The third Estates Gazette 100 league table of leading firms of surveyors shows that turnover topped £1bn for the first time. But with economic uncertainty and the trend towards globalisation, caution still prevails
For the large practices, the main issues concern globalisation and consolidation, and how the major firms handle these issues We see some slowing of market growth in the first half, with increasing activity during the year. There are real opportunities for cross-border business This will be a more testing year but one with a greater opportunity to show real performance We must ensure that we understand clients’ roles and requirements and identify the most profitable areas of business during a time of uncertainty There is a slowing down. However, this provides better opportunities for surveyors and clients who are experts in their fields |
Last year was a fascinating one for observers of UK commercial surveying businesses.
It was a vintage year. For the first time, the total turnover of the EG 100 was more than £1bn: at £1.03bn, fees were 10.4% up on the 1997 total of £934m. In other words, there was almost another £100m of fees to be divvied up between the players.
It was also unprecedented in terms of merger activity. Four of the UK’s finest opted for takeover or merger with US concerns in the continuing drive towards globalisation – at the same time making the owners of those UK businesses considerably richer.
The activity provoked much debate: were the sell-offs another sign that the property market had peaked? Or is globalisation a real part of modern business that is here to stay? And have we seen all the big deals already or are there more to come? In Grubb & Ellis, there is one more quoted US property consultant on record as having aspirations to expand into the UK and Europe.
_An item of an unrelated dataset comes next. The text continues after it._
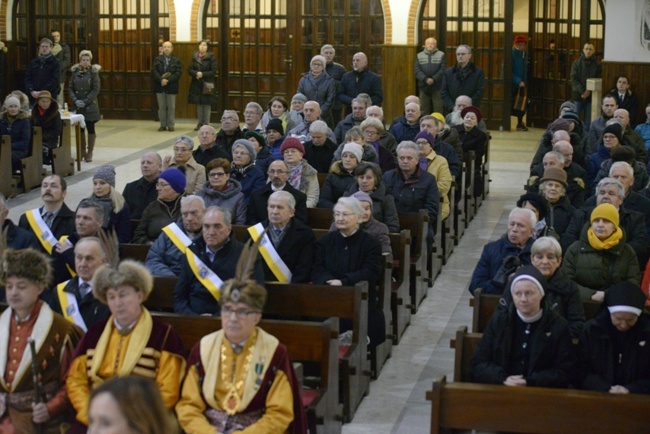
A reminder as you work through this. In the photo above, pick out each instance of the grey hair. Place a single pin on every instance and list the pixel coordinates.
(186, 140)
(288, 197)
(407, 144)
Along with the economy, it was managing the issues associated with globalisation that emerged as the main concern for the businesses in the EG 100. This applies as much to the medium-sized and smaller niche firms – many of which had a very successful and profitable year – as it does to the elite at the top of the table.
Whether to merge or stay independent and how to protect market share from global competitors are real worries. There is also great interest in how the firms that have gone global will manage the change to being part of worldwide organisations and how this will feed through to performance.
And on the economy? As we know, 1998 started strongly. And then the economy delivered a series of sharp shocks, starting in August and culminating in the stock market plummeting to a year low in October. Our survey was compiled in November, before the dramatic recovery in equities in December and before the downward trend in interest rates was firmly established. This was reflected in the property market, where there is a strong feeling that there was a big drop in confidence late last year, before rallying.
Looking forward, there remains considerable uncertainty. Only this week the British Retail Consortium said that some of its members had had “the worst Christmas they can remember”. Yet what comes through from the EG 100 is that the industry is in good shape, though cautious.
Though the number of surveying firms predicting an increase in turnover in the 1998-99 financial year is lower than in our 1997 survey – 65 instead of 84 – it is still a substantial number. The average anticipated increase in income is 9% and previous years’ predictions have proved to be fairly accurate. Last year’s figure, an average 12% increase, is not far off the 10.4% actually achieved.
Although firms are concerned about the impact of recession, many believe that they will ride out the storm and at least maintain their turnover.
And although there are concerns about areas of business, particularly agency, there is a feeling that the market will continue to present opportunities for growth and expansion, albeit that the strong will wrest business from the weak.